How I Became Acquainted with New York
I didn’t realize how acquainted I had gotten with New York. The relationship started so innocently as with any summer internship does. Then, it quickly because a necessity. Like air to my soul. I couldn’t live without it.
Every year, for the next 13 years, I would return to that city. The city never forgot me. And that’s what I loved about it. Every time I stepped off that airplane at La Guardia, it was as if I never left. That same feeling as the last time. I never realized how acquainted we would become. But, we certainly did.
We because so acquainted that years later I can still visualize my favorite corners, neighborhoods, streets.
I once lost my wallet at the corner of Jane and Washington. Met Melissa Rivers at her deceased mother’s townhouse at the edge of Central Park. Became schooled at a book lecture by Ethan Hawke at a table with McCauley Culkin in the midst of the Park. And sang karaoke with the band Better than Extra on Avenue A. I hung with Kanye off Canal Street in a tiny warehouse in the middle of fashion week.

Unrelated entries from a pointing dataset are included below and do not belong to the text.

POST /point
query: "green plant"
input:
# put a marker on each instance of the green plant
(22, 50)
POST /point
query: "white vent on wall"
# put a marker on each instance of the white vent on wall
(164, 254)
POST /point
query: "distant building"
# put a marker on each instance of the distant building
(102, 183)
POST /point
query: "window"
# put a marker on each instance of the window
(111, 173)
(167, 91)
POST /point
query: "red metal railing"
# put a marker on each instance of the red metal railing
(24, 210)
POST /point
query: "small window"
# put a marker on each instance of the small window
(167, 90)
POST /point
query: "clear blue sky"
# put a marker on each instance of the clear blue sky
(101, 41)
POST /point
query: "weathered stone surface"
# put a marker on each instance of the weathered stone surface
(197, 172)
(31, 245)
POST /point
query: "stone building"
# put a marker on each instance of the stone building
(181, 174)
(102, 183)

And I ate cupcakes with Kim in an old building downtown that barely held 100 people.
But it wasn’t about the celebrities at all. It was those streets. Grove and Bedford – my favorite. It had every ounce of charm only sweet dreams are made of and nothing in the city compared to it for me.

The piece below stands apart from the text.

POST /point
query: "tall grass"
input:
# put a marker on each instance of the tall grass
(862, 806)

And each year, something always changed. To the point where I knew that Union Square used to have a Virgin Megastore where something else took over. After all, it’s where I camped after work one day to meet the Counting Crows.
I knew to get to the Village I’d have to take the red line and transfer twice. That if I wound up in the middle of the cobblestone streets of Soho in heels, I’d quickly need an Uber because there was no train.
MacDougal Street taught me life lessons. And I once made my way back home slowly down Sullivan Street. I covered live music off the Bowery (I was young. And brave.) and saw some more at Irving Plaza. I ate lunches in Bryant Park, knowing exactly which table to find for strangers to leave me alone, and walked slowly with my smoothie by Gramercy Park in awe every time I laid eyes on it. I also knew so much as to say to the cab, if you’re taking me to the Upper East Side, do not go the long way through Gramercy and collect $200.
I could almost arrive at the warehouse in Chelsea for the DKNY show without any directions. One year, The New York Times photographer Bill Cunningham whizzed by on his bicycle wearing his blue windbreaker, shouting hello!
60th Street on the Upper East Side. 63rd on the Upper West. Friends at Campbell Apartment. The old speakeasy, Chumley’s.
The Gansevoort. The Met. The Plaza. The Waldorf. Dinners with friends at Tavern on the Green. Nights with friends all around NYU. Interviews on 57th Street. Work on 46th Street. Hours of countless shuffling cab rides to get from garden party A to presentation B and appointment C.
Don’t get me wrong. Those streets didn’t live without the hustle. Plenty of tears, late nights, frustration and exhaustion. Every year I returned was if the city wanted to say to me, your time is up. And so it was. It’s now been almost four years since I’ve visited, but the memories are there.
I’ve always had the regret for never actually moving, but now that I look back, gosh, did I ever have my time in that city. I realize now I can never truly go back – to the breakfast on Christopher Street or the showroom meeting off the West Side Highway – but, just remember all those moments that I’ll never, ever forget. All 13 years when we became acquainted.